Daarom zijn wij altijd vol vertrouwen en weten wij, dat zolang wij in het lichaam thuis zijn, wij van de Heer verwijderd zijn. Wij leven door geloof, niet door aanschouwen. Wij zijn vol vertrouwen, zeg ik, en zouden het liefst weg zijn van het lichaam en thuis bij de Heer. Dus maken wij het tot ons doel Hem te behagen, of wij nu thuis zijn in het lichaam of erbuiten. Want wij moeten allen verschijnen voor de rechterstoel van Christus, opdat een ieder ontvangt wat hem toekomt voor hetgeen hij gedaan heeft toen hij in het lichaam was, hetzij goed, hetzij kwaad.

De eerste brief van Paulus aan de Korintiërs Hoofdstuk 15

20 Maar Christus is inderdaad opgewekt uit de doden, de eersteling van hen die gestorven zijn.
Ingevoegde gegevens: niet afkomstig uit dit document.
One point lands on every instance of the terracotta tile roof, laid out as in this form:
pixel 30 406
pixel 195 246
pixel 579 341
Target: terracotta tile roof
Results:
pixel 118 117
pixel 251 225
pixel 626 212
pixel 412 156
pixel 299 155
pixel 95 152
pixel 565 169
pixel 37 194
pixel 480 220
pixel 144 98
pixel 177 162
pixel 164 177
21 Want daar de dood door een mens gekomen is, is ook de opstanding der doden door een mens gekomen; 22 want gelijk allen in Adam sterven, alzo zullen allen in Christus levend gemaakt worden.
23 Maar ieder in zijn eigen orde: Christus de eerste vrucht, dan bij zijn komst hen die Christus toebehoren. 24 Dan komt het einde, wanneer hij het koninkrijk overdraagt aan God de Vader, nadat hij elke heerser en elk gezag en elke macht heeft vernietigd.
25 Want hij moet regeren totdat hij al zijn vijanden onder zijn voeten heeft gelegd. 26 De laatste vijand die zal worden vernietigd, is de dood. 27 Want ‘God heeft alle dingen aan zijn voeten onderworpen.’

Maar wanneer er staat: ‘Alle dingen zijn aan hem onderworpen’, is het duidelijk dat dit niet

degene inhoudt die alle dingen aan hem onderwerpt.
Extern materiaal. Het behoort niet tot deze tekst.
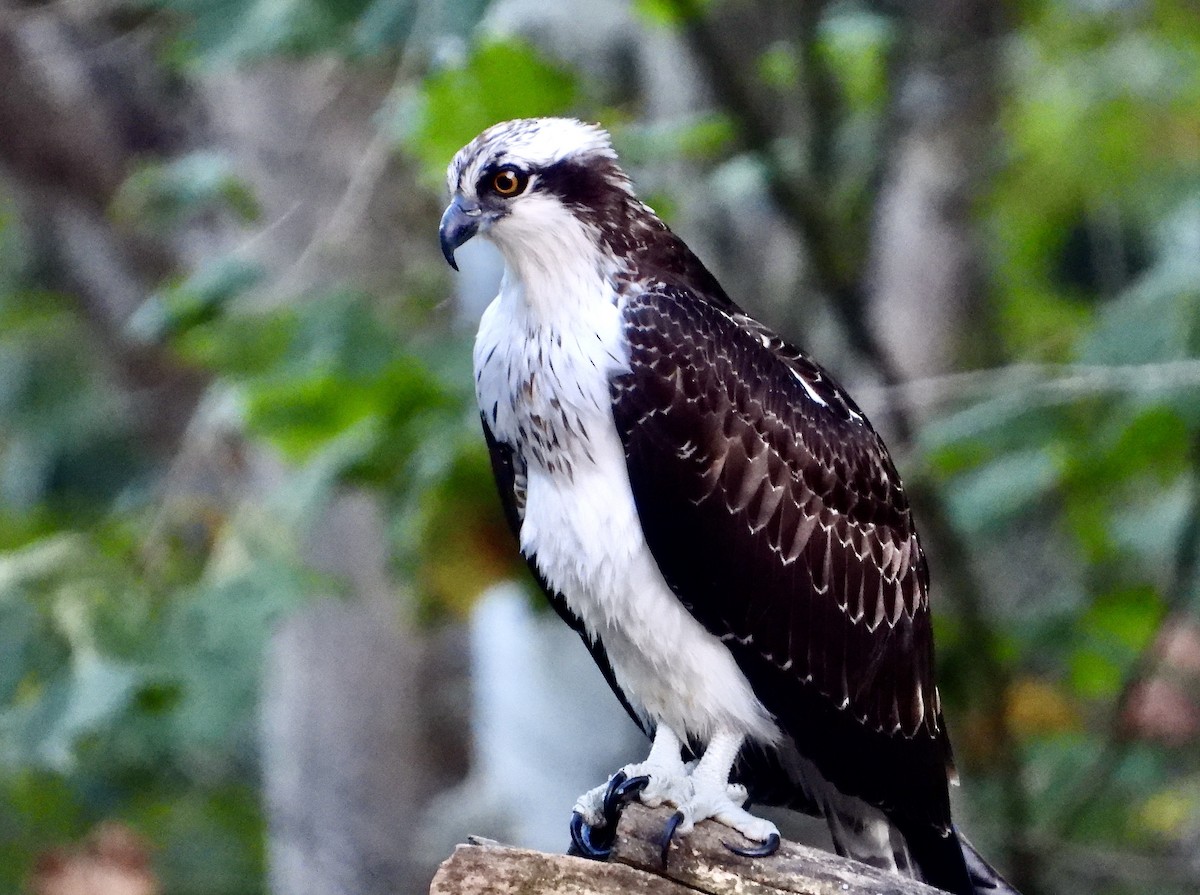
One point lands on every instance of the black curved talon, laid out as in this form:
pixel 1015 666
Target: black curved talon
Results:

28 Wanneer alle dingen aan hem onderworpen zijn, zal ook de Zoon zelf onderworpen worden aan degene die alle dingen aan hem onderwerpt, zodat God alles in allen zal zijn.

29 Wat zullen anders die mensen doen die de doop ontvangen namens de doden?

Als de doden helemaal niet worden opgewekt, waarom worden mensen dan namens hen gedoopt?

30 En waarom brengen wij onszelf elk uur in gevaar? 31 Ik sterf elke dag! Dat is zo zeker, broeders en zusters, als mijn roemen over u – een roemen dat ik doe in Christus Jezus, onze Heer.

32 Als ik met louter menselijke hoop met wilde dieren te Efeze had gestreden, wat zou ik er dan bij gewonnen hebben? Als de doden niet opgewekt worden, ‘Laat ons eten en drinken, want morgen sterven wij.’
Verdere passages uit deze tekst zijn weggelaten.